For the purpose of achieving a comprehensive peace settlement in accordance with the above-mentioned Frameworks, Israel and Egypt will proceed with the implementation of those provisions relating to the West Bank and the Gaza Strip. They have agreed to start negotiations within a month after the exchange of the instruments of ratification of the Peace Treaty. In accordance with the "Framework for Peace in the Middle East," the Hashemite Kingdom of Jordan is invited to join the negotiations. The Delegations of Egypt and Jordan may include Palestinians as mutually agreed. The purpose of the negotiations shall be to agree, prior to the elections, on the modalities for establishing the elected self-governing authority (administrative council), define its powers and responsibilities and agree upon other related issues. In the event Jordan decides not to take part in the negotiations, the negotiations will be held by Israel and Egypt.

The two Governments agree to negotiate continuously and in good faith to conclude these negotiations at the earliest possible date. They also agree that the objective of the negotiations is the establishment of the self-governing authority in the West Bank and Gaza in order to provide full autonomy to the inhabitants.

Israel and Egypt set for themselves the goal of completing the negotiations within one year so that elections will be held as expeditiously as possible after agreement has been reached between the parties.

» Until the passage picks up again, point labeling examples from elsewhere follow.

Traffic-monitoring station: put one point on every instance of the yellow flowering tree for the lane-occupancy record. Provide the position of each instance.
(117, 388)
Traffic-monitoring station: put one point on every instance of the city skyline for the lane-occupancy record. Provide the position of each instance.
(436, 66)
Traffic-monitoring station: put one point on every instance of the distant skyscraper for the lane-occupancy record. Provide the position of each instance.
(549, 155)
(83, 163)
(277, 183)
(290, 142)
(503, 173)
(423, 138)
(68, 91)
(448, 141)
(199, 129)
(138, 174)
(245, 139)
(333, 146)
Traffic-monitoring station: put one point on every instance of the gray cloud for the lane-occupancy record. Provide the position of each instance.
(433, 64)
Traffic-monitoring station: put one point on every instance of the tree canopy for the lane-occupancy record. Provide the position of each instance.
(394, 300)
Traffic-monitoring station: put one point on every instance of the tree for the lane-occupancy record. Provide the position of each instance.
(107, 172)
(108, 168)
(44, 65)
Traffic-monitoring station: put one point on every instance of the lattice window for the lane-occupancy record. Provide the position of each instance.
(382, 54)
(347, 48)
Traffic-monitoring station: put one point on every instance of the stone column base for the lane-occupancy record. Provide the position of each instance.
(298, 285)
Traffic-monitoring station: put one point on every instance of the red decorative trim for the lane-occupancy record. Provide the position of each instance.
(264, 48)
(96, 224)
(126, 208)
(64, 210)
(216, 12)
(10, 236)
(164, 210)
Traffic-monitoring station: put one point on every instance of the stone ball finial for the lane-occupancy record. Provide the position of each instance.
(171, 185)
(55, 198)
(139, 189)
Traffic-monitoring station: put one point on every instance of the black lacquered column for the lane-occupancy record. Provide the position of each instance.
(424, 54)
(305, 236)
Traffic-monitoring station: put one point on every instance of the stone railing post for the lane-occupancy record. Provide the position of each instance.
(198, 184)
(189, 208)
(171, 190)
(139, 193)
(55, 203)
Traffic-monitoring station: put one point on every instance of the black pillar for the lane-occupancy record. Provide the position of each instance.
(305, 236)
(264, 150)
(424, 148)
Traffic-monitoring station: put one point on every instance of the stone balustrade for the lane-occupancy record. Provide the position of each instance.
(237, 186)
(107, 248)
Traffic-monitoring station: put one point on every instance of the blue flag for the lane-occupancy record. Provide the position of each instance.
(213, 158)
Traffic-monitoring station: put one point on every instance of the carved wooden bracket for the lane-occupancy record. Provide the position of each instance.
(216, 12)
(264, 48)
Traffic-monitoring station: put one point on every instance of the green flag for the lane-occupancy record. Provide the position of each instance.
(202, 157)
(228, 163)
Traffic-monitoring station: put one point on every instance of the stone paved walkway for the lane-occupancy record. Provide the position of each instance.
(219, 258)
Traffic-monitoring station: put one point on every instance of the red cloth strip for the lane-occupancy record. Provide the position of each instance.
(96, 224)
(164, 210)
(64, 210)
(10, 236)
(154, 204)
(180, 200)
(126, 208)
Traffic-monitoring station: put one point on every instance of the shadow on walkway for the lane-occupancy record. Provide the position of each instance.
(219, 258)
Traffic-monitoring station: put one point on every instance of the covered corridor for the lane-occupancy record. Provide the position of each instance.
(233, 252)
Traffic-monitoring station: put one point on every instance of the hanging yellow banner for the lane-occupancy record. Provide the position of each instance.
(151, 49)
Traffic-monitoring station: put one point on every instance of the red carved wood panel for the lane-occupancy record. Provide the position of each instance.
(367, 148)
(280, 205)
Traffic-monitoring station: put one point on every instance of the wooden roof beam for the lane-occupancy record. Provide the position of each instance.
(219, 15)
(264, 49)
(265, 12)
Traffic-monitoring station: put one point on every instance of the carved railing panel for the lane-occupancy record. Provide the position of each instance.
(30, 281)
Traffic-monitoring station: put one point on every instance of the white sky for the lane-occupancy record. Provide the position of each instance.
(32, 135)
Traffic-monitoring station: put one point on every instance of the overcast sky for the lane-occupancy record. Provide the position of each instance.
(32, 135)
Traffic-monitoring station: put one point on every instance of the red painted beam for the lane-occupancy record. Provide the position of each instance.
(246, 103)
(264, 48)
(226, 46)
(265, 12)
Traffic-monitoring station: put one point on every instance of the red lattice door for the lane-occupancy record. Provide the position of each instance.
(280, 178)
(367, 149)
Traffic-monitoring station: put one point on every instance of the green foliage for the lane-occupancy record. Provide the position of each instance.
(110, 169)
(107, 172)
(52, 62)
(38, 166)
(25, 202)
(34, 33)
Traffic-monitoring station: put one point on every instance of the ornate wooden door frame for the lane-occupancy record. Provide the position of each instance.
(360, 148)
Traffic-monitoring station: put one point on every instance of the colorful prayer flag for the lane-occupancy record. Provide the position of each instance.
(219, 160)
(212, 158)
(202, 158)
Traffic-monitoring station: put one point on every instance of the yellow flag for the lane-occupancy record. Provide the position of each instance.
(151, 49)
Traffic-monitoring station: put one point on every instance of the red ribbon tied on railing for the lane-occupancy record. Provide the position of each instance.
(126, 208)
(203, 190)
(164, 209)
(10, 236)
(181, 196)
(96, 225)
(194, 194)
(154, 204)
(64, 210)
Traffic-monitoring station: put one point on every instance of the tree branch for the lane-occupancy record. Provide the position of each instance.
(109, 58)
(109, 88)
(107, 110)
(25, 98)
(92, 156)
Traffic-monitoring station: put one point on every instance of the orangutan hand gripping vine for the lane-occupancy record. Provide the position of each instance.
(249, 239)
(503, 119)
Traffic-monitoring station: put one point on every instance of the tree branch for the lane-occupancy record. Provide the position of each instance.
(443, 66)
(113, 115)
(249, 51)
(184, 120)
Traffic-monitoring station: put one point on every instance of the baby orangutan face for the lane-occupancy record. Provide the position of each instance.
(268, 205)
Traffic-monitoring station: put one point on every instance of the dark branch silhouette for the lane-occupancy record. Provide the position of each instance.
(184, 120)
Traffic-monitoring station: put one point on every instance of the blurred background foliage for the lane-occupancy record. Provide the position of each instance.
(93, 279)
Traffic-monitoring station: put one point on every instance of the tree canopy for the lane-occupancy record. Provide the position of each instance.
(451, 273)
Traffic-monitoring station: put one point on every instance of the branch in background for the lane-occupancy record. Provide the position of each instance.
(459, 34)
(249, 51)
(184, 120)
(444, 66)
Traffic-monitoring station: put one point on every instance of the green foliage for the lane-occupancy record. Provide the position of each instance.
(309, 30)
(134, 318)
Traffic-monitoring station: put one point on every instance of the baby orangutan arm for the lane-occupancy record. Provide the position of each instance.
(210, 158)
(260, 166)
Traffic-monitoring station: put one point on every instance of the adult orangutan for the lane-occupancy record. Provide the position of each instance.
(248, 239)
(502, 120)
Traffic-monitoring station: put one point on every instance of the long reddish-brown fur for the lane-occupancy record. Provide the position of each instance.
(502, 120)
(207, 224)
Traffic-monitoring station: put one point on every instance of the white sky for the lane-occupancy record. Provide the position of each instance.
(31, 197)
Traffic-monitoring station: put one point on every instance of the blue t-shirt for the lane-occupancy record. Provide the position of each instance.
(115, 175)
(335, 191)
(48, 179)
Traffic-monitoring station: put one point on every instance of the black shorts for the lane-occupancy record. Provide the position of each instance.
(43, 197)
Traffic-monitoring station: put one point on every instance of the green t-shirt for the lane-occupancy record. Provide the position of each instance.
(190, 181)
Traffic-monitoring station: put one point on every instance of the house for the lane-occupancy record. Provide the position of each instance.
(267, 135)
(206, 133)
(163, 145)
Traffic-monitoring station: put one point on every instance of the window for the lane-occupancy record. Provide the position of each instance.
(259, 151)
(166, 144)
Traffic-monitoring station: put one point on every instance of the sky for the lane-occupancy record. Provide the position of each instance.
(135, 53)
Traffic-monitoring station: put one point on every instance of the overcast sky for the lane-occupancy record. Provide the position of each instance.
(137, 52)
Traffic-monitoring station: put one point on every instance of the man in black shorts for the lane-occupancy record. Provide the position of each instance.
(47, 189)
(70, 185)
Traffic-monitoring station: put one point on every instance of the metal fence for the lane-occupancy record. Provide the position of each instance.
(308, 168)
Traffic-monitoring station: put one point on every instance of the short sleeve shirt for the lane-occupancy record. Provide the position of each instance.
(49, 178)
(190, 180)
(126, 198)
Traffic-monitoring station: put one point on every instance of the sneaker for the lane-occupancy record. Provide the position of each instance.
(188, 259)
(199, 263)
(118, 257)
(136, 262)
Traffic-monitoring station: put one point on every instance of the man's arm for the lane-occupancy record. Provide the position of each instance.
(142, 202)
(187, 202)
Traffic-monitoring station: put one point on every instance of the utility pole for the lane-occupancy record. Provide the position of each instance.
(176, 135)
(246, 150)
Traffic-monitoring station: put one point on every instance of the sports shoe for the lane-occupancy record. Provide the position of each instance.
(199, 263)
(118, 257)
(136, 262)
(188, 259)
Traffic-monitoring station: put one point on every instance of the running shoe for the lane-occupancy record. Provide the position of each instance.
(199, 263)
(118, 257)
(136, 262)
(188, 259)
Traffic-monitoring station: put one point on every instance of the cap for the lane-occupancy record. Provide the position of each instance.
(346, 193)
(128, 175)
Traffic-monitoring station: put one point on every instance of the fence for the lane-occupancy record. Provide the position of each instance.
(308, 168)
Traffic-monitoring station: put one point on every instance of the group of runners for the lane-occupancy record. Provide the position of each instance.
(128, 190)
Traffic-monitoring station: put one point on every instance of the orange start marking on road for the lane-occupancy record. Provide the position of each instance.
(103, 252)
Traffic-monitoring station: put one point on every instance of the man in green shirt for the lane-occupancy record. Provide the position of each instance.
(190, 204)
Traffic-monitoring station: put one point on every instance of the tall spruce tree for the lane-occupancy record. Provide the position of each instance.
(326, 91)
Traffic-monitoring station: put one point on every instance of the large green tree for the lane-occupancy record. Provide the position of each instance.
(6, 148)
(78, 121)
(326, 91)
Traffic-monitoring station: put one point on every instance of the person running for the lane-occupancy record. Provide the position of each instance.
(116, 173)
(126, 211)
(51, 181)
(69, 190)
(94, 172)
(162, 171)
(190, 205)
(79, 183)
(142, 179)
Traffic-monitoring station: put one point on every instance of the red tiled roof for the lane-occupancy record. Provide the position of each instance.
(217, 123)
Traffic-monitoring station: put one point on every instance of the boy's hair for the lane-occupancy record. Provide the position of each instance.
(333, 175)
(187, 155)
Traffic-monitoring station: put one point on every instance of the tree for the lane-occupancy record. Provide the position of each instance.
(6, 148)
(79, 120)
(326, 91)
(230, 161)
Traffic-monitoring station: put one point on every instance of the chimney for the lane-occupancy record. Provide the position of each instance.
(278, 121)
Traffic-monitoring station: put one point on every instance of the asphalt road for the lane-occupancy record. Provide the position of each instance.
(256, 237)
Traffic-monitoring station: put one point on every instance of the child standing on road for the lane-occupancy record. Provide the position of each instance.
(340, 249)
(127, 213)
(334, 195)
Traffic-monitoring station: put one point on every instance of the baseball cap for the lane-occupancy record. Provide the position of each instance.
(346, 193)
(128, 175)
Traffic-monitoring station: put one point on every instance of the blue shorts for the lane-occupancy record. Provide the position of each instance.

The self-governing authority referred to in the "Framework for Peace in the Middle East" will be established and inaugurated within one month after it has been elected, at which time the transitional period of five years will begin. The Israel military government and its civilian administration will be withdrawn, to be replaced by the self-governing authority, as specified in the "Framework for Peace in the Middle East." A withdrawal of Israeli armed forces will then take place and there will be a redeployment of the remaining Israeli forces into specified security locations. (Emphases added.)

Thus, before any Israeli withdrawal would take place -- the extent of which was to be determined by negotiations -- the following steps were required: 1) the start of negotiations (within one month); 2) the completion of talks (one year); 3) elections (as quickly as possible) after the end of the one-year talks; the establishment and inauguration of the self-governing authority; 4) the five-year transitional period, including the withdrawal of the civil administration and then the withdrawal of military. If each step were to be implemented successfully, an Israeli withdrawal could take place within six years time, at the minimum, not six months. And, again, the extent of the withdrawal was to be determined by negotiations, and the implementation dependent on all the aforementioned preliminary steps.

Yet, Egypt and Israel never concluded their negotiations, which stretched beyond the May 1980 target date, and which saw multiple suspensions on the part of Sadat. (The PLO and Jordan refused to participate in the talks.) So, for Carter to say that the Israelis "didn't carry out the other part that they agreed to do, that is concerning the Palestinians," is a gross deception.

Conclusion

Jon Stewart jokes with Carter at the beginning of his interview, "You've written a lot of books. Is this your first foray into fiction?" Carter laughingly replies in the negative, mentions a novel he wrote, and overlooks an equally fictitious earlier book he penned -- Palestine: Peace, Not Apartheid. While zero credibility and the lack of objectivity and accuracy are suitable for political satire, such characteristics are a problematic for a former U.S. president.